Cisco TSHOOT 1.0: Network Layer Connectivity, OSPF, and EIGRP
The audience profile for SkillSoft’s TSHOOT 1.0: Troubleshooting and Maintaining Cisco IP Networks training will be established IT professionals. They should have completed 640-802 Cisco Certified Network Associate, or 640-822 Interconnecting Cisco Networking Devices Part 1 and 640-816 Interconnecting Cisco Networking Devices Part 2. In addition to 640-802 Cisco Certified Network Associate certification, it is recommended that they have practical experience in installing, operating, and maintaining Cisco routers and switches in an enterprise environment.
Please contact us for information about prerequisites.
IP routing is the core technology deployed in all current enterprise networks and is used in all areas of the network. For most connectivity problems in IP networks, the network layer is the point where troubleshooting processes start. Enhanced Interior Gateway Routing Protocol (EIGRP) and the Open Shortest Path First (OSPF) protocol are routing protocols that are commonly used in large enterprise networks. Troubleshooting problems related to the exchange of routing information is an essential skill for any network engineer who is involved in the implementation and maintenance of large routed enterprise networks that use EIGRP or OSPF as the interior gateway protocol (IGP).

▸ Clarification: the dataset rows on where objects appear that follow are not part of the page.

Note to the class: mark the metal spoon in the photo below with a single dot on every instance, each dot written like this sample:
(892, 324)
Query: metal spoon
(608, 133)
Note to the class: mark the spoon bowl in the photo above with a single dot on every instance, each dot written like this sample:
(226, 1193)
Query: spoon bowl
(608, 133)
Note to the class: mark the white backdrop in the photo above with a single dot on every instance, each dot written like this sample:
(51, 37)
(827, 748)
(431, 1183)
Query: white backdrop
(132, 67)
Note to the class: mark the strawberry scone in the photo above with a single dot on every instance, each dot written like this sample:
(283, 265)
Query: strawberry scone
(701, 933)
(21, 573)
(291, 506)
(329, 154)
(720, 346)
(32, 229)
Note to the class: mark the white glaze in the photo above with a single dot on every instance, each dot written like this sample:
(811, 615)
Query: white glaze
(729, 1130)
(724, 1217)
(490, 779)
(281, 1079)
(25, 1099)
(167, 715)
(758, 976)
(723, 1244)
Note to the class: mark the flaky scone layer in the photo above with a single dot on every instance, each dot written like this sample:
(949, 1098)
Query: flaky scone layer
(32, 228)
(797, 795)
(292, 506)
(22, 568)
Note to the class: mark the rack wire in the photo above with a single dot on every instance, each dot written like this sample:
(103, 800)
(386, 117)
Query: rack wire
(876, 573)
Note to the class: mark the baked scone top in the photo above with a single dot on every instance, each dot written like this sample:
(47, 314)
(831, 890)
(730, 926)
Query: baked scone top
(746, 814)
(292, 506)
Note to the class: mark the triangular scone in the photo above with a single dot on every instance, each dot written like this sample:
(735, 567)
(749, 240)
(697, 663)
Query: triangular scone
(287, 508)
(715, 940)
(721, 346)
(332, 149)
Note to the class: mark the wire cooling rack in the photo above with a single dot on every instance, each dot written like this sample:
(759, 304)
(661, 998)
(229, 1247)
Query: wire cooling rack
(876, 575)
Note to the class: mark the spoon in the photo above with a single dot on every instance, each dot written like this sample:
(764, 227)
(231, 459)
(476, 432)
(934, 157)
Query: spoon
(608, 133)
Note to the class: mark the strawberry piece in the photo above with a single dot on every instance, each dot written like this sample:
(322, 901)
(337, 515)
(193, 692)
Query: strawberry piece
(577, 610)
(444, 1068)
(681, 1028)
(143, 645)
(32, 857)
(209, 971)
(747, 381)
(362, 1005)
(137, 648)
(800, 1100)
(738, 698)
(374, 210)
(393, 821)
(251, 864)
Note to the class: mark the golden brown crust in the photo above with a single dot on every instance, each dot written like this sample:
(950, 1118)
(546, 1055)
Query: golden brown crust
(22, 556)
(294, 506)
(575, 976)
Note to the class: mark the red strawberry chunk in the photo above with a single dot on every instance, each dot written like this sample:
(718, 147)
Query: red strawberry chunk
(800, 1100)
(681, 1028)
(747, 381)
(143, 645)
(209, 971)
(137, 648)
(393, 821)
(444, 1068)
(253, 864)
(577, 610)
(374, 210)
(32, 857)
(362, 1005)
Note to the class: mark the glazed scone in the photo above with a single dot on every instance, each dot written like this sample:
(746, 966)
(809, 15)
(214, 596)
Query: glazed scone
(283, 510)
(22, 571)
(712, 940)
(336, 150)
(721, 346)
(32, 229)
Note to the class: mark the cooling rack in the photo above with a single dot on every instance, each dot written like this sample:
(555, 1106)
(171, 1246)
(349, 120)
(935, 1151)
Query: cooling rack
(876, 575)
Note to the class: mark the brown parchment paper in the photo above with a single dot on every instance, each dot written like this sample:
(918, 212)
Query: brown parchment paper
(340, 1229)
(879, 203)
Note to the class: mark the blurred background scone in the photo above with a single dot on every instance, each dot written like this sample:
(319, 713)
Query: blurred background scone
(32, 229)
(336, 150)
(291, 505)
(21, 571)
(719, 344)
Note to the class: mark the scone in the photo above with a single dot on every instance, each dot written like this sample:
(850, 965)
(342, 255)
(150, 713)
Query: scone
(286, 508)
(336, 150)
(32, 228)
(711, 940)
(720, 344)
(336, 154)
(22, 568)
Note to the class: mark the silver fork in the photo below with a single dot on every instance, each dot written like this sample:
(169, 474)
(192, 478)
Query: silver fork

This course provides the essential skills and knowledge needed to resolve network layer problems successfully. This includes coverage of the processes and data structures used by routers to forward IP packets, and the Cisco IOS tools available to diagnose problems related to IP packet forwarding. The data structures used by both EIGRP and OSPF, the flow of routing information between routers running EIGRP and OSPF, as well as the processing of routing information inside the router are detailed. In addition, the Cisco IOS commands that you can use to gather information from the EIGRP and OSPF data structures and routing processes are reviewed and individual case studies are presented to illustrate the use of the commands as part of a structured troubleshooting process.